Baghdad: Pentagon chief Ashton Carter arrived in Baghdad on Monday for talks with Prime Minister Haider al-Abadi on the fight against the Islamic State group and plans to recapture Mosul from the jihadists.
Carter's unannounced visit -- his fourth to Iraq since beginning his job in February 2015 -- comes two days after Iraqi forces captured an airbase to the south of Mosul that is seen as an important step toward the eventual battle for the country's second city, which has been under IS control since June 2014.
More than two years after IS overran large parts of Iraq as well as territory in neighbouring Syria, Carter wants to highlight successes, even as the jihadists have fought back with devastating attacks in Iraq and abroad.
"What I`ll be discussing with Prime Minister Abadi and our commanders there are the next plays in the campaign, which involve the collapse and control over Mosul," Carter told reporters aboard a military plane ahead of his visit.
The ultimate goal, he added, was "the recapture of all of Iraqi territory by the Iraqi security forces, but of course Mosul is the biggest part of that."
The Qayyarah airbase, which Abadi announced Saturday had been recaptured, is located 60 kilometres (35 miles) south of Mosul and can serve as a launchpad for future operations to recapture the city.

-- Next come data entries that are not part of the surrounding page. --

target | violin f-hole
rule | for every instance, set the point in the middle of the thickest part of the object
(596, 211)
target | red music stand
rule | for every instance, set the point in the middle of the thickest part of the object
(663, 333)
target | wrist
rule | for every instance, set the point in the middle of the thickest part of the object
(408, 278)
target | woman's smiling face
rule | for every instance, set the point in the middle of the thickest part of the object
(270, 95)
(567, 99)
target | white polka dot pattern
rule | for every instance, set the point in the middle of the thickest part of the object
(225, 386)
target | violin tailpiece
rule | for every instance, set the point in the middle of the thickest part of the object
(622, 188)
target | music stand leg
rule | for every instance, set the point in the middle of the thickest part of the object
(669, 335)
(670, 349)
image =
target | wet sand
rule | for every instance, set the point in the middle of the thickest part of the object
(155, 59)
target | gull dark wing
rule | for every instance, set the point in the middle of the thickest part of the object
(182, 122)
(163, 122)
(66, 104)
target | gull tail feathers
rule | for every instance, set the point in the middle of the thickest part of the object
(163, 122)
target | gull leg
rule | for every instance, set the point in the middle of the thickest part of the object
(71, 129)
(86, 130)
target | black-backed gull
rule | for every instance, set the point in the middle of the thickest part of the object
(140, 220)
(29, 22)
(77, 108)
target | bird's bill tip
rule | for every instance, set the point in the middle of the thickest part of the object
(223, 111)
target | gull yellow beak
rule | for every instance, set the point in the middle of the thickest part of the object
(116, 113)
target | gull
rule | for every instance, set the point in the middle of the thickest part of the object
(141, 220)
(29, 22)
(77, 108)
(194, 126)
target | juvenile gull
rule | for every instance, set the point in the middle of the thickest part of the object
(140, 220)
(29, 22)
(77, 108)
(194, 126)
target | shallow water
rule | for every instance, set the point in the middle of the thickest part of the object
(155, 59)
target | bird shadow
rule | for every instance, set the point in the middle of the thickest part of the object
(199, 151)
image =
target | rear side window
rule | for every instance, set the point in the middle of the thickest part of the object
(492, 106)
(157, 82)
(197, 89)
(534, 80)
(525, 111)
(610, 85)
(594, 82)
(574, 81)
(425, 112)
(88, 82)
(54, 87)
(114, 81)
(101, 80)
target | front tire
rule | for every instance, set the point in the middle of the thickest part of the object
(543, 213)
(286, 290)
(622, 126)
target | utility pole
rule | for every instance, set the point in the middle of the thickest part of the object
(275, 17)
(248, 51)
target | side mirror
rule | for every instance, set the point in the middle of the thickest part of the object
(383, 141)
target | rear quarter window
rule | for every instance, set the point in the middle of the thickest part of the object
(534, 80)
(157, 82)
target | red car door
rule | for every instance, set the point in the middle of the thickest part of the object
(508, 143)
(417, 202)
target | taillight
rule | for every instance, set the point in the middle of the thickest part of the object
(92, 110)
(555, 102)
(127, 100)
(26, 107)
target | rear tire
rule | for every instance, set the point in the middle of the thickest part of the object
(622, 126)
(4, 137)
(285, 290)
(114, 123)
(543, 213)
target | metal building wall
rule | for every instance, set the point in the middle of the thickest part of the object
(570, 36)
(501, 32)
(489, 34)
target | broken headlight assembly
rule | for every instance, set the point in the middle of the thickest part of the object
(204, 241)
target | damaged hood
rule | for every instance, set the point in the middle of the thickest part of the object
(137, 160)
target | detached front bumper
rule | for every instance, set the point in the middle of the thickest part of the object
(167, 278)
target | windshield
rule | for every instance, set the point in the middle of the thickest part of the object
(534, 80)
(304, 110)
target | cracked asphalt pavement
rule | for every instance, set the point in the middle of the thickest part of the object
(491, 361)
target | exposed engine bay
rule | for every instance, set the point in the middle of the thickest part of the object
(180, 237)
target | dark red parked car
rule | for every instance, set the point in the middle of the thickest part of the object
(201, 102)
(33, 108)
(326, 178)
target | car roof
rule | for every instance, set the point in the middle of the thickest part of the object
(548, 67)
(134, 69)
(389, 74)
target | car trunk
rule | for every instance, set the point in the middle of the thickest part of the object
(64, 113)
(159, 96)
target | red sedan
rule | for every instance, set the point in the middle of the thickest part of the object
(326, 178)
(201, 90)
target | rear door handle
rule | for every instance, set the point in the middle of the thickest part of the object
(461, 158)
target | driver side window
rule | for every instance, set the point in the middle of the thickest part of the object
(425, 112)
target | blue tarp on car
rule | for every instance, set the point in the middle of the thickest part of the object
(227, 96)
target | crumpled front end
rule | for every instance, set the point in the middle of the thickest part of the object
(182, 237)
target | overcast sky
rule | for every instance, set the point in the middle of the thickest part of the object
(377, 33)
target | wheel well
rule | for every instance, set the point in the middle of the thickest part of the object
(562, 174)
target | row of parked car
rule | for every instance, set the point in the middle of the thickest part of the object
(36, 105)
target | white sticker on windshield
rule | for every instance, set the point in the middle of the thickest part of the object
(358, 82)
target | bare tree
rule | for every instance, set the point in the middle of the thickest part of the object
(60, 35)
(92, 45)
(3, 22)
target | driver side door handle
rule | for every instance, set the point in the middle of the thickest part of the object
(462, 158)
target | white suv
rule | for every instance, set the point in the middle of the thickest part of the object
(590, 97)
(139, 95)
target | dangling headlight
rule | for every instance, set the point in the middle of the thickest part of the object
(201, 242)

US defence officials say the campaign`s first "10 plays" have been successfully completed in the US-led counter-IS campaign in Iraq and Syria.
These steps include the recapture of several important cities across the two countries, including Ramadi in Iraq and Al-Shadadi, a town in northeastern Syria previously considered a strategic IS stronghold.
Carter and President Barack Obama have been criticised for the pace of the campaign, which began in autumn 2014 and got off to a slow start, particularly in war-torn Syria, where the United States had few assets on the ground to provide targeting information.